Drama I
Tidak
ada yang lebih merisaukan dibanding menunggu, bener gak? Apalagi yang ditunggu
adalah hasil yang mempengaruhi hidup lo ke depannya. Gak tanggung-tanggung nih,
ini akan mempengaruhi kehidupan gue selama-lamanya karena tentang proses
pernikahan yang semakin gak jelas kabarnya.
Siklus
di atas yang pernah gue bilang, terjadi lagi. Bahkan ketika gue udah saling
mengiyakan untuk menuju tahap selanjutnya (khitbah ke rumah doi). Sepulang dari
bertemu Septi di Semarang, gue menenangkan diri sambil menata hati, lagi.

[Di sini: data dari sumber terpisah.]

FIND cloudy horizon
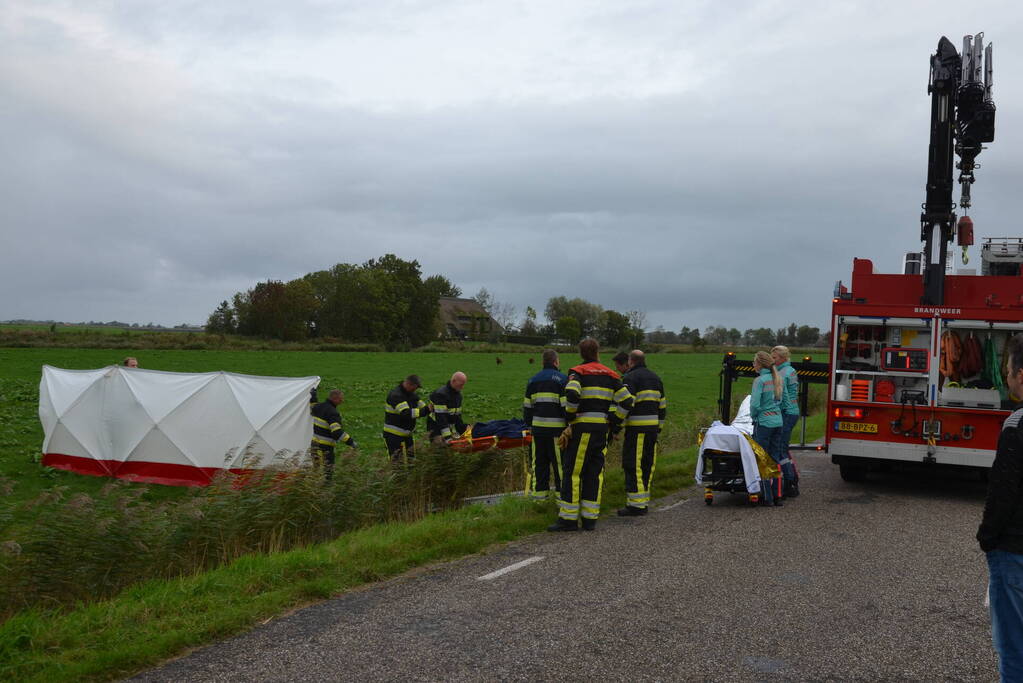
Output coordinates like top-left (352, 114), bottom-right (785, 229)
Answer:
top-left (0, 0), bottom-right (1023, 330)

Gue
kadang terlalu berlebihan dalam ekspresi, dan itu bisa ditebak dengan mudah
oleh mereka yang udah paham betul karakter gue. Makanya agak bahaya, kalau
sampai ada yang tahu ada hal yang special yang sudah gue alami.
Bersamaan
dengan proses ta’aruf gue dengan Septi, abang gue juga di Jakarta, bareng
dengan beberapa anggota keluarga lain, sedang lamaran. Di bayangan gue, lamaran
itu prosesinya, ada perkenalan keluarga, omong-omong rencana pernikahan, mulai
tanggal, waktu, mahar dan beberapa hal lainnya. Itu kan umumnya yang ada di
tipi-tipi kan?
Ternyata
itu gak terjadi terhadap abang gue. Setelah sama-sama mengonfirmasi apa yang
kami dapatkan di proses yang dijalani masing-masing, nyokap, yang mewakili
abang dalam prosesnya bilang, “Gak ada tanggal yang di sepakati, Ndu! Semuanya
diserahkan ke pihak perempuan, akan dikabari secepatnya. Palingan abis lebaran
sih kata mereka.” Nyokap membalas lewat telpon di seberang sana.
Gue
gedeg (semacam arghhhh) sama abang gue. Kok bisa lho, lamaran gak menghasilkan
apa-apa. Cuma sekedar perkenalan gitu aja. Ah, gitu dah pokoknya. Percuma juga
gue ngomong panjang lebar tentang rencana selama ini, kalau pada akhirnya gak yang
menentukan toh pihak perempuan.
Sedari
awal gue udah merencakan sesuatu sama nyokap, pihak lelaki, yang mana pihak
keluarga gue, harusnya ngasih usulan bulan, tanggal dan sebagainya. Sampai
detail dah pokoknya. Karena itu akan jadi pertimbangan pihak perempuan, jadi
disana (saat lamaran abang) itu yang dibicarakan gak ngalor ngidul aja. Tapi
ada kontennya dan jelas progresnya. Ah, emang dasar gue yang terlalu progress oriented!
Sampai akhirnya gue murung di telpon itu dan memutuskan untuk mengakhiri
sementara telpon tersebut.
Ketidak
jelasan ini bertahan cukup lama, sampai pala gue pusing dibuatnya. Yang bikin
pusing bukan cuma tanggal abang aja, tapi isi pesan di group nikah yang isinya
gue, guru ngaji kami dan doi. “Gimana, Mas Pandu, hasil rembug keluarganya
tentang tanggal nikah abangnya?” untuk jawaban dari pertanyaan ini, untuk
kesekian kalinya gue hanya bisa jawab “Mohon bersabar (ini ujian),” atau “Belum
ada jawaban sekarang,” atau pertanyaan, “ Kapan Mas Pandu, jadi silaturrahim ke
rumah?” buat yang ini jawaban gue “Masih menunggu kejelasan info (dari MUI)
abang dulu,” dan lain-lainnya.
Sungguh
tidak ada niatan di hati untuk plin-plan atas rencana besar ini. Tidak ada yang
bermain-main atas langkah besar ini. Manusia berencana, Allah lah yang
menentukan. Pada akhirnya, emang Allah kali yak, yang minta gue untuk sujud
lagi, nangis lagi, curhat lagi dan memohon lagi kepada-Nya. Ini emang jalan
terbaiknya agar dalam aktivitas apapun gue tetap terus ingat sama Allah, dalam
kondisi apapun, mengembalikan semua ke Allah itu wajib hukumnya. Dalam posisi
apapun, tugas kita hanya berusaha dan mempersiapkan langkah dengan taktis,
sisanya takdir Allah tetap berpengaruh besar.